Estou convencida de que Fernando Medina e Manuel Salgado passaram por Paris recentemente. A cidade, céus, está cheia de obras. Está cheia de obras, pronto, e isso é coisa que só Medina e Salgado fazem, e portanto a culpa só pode ser deles. Isto só aqui. Também há provas desportivas aos fins de semana e cortes de trânsito, a culpa há de ser deles. Coisas que incomodam. A malta andava tão feliz com as ruas cheias de buracos de estimação, nossos conhecidos, que raio, a coisa pode quase ser considerada património cultural. [Bela ideia, candidatar os buracos das ruas de Lisboa à UNESCO, nunca me tinha lembrado disso, mas dada a longa história que os ditos têm é coisa para ter pés para andar, salvo seja.]
Depois, parece que em Paris está tudo feito para as pessoas não andarem de carro da porta de casa até ao emprego e às lojas. Não percebem que ir de carro de casa até ao trabalho é que é sinal de civilização. Deve andar por lá dedo daquela gente que tem a pomposa profissão de urbanista, sempre a armar aos cucos. Quantos mais carros no centro de uma cidade, mais rico o país é, toda a gente sabe. O que é preciso é ter estradas para os carros, com viadutos e túneis e rotundas. Qual andar em transportes públicos qual quê – metro, autocarros, comboios, coisa de gente que não tem estilo. Essa é que é essa. Coitados, em Paris eles não têm as colinas de Lisboa e têm a mania de andar de vélo. É ver as filas de bicicletas que as pessoas usam para ir de um sítio para outro para deixar no estacionamento mais próximo. Aos milhares, mal comparado como em Pequim antes de aquilo ser rico.

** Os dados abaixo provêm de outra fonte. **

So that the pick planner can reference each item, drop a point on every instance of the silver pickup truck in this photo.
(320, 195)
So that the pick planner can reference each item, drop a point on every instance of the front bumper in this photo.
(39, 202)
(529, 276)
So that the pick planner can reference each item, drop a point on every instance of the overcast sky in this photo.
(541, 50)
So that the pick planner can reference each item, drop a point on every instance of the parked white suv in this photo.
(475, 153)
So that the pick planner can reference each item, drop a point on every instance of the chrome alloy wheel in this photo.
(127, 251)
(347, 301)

Imaginem só aquela coisa de Les Halles. Nada mais nada menos do que vinte mil metros quadrados no coração da cidade. Durante séculos foi o mercado abastecedor e depois houve uns senhores da câmara e uns urbanistas que mudaram aquilo tudo. Passam por lá 750 mil pessoas por dia, a usar os transportes públicos. Zás, obras de 2010 a 2018. Até lá têm, muito a propósito, uma grande loja da Lego, coisa para treinar o pessoal na arte de construir e destruir e construir e etc. Uma espécie de parque temático, vá. Isto só o Medina e o Salgado. Por exemplo, lembram-se da Expo’98? Onde é que andava Salgado nessa altura? Pois lá mesmo, era o responsável do recinto da exposição. E ficou pronto a horas? Ficou? [Ai, desculpem, ficou, este exemplo não interessa, esqueçam.]

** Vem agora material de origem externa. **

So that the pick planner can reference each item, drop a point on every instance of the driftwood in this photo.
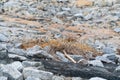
(79, 70)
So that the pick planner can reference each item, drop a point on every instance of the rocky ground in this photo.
(27, 28)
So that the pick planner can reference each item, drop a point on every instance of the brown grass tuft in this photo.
(70, 45)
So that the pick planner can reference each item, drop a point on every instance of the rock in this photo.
(99, 45)
(103, 59)
(3, 38)
(111, 57)
(34, 48)
(40, 54)
(17, 57)
(118, 68)
(3, 78)
(11, 72)
(61, 57)
(17, 51)
(32, 78)
(80, 15)
(58, 78)
(56, 20)
(104, 2)
(32, 64)
(76, 78)
(108, 50)
(76, 57)
(44, 75)
(117, 30)
(18, 65)
(3, 55)
(96, 63)
(62, 0)
(97, 78)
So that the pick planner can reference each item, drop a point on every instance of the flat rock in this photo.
(3, 78)
(11, 72)
(44, 75)
(97, 78)
(3, 38)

Agora até apareceu aquela ideia de fazer escadas rolantes para chegar do Martim Moniz ao Castelo. Pouca vergonha, isto já não é como era dantes. Há lá maior prazer do que subir as Escadinhas da Saúde todos os dias? Dá saúde e faz crescer. Vejam só a pouca vergonha que fizeram em Toledo, um urbanista, está visto: o centro histórico só tem carros de moradores e para subir até lá apanha-se umas rampas rolantes que estão cobertas para enfrentar a chuva e o sol. Parece que toda a gente agradeceu, sobretudo os moradores e os monumentos que tanto sofriam com a poluição e a confusão.

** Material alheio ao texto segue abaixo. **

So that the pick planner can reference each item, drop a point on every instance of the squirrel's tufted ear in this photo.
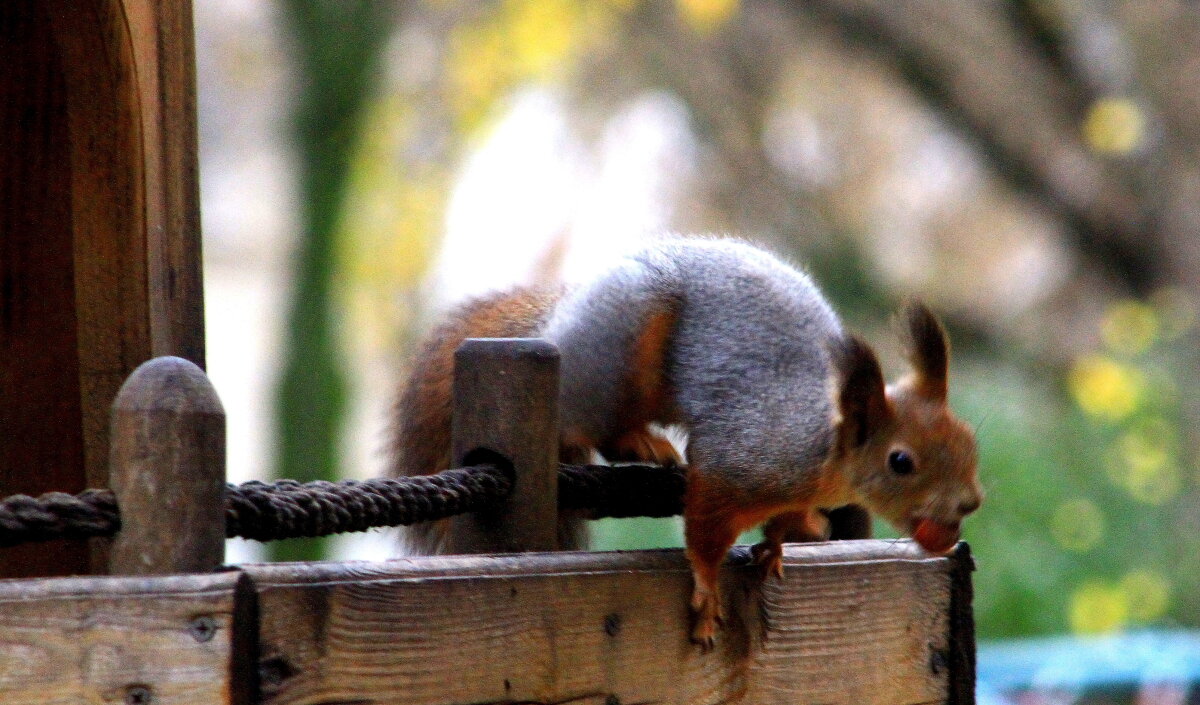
(862, 401)
(929, 350)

Agora a sério. As cidades que não têm obras ficam paradas no tempo e a estragar-se. É como lá em casa: é preciso manutenção, adaptar a coisa às novidades e mudanças. É chato, pois claro, mas já estivemos tanto tempo a deixar as coisas cair que se calhar perdemos a noção de que um passeio amplo e arranjado é melhor do que uma coisa esburacada e cheia de obstáculos. E quanto ao Les Halles, pois os mesmos que embirram aqui vão passar por lá e fotografar, embasbacados com as obras dos outros.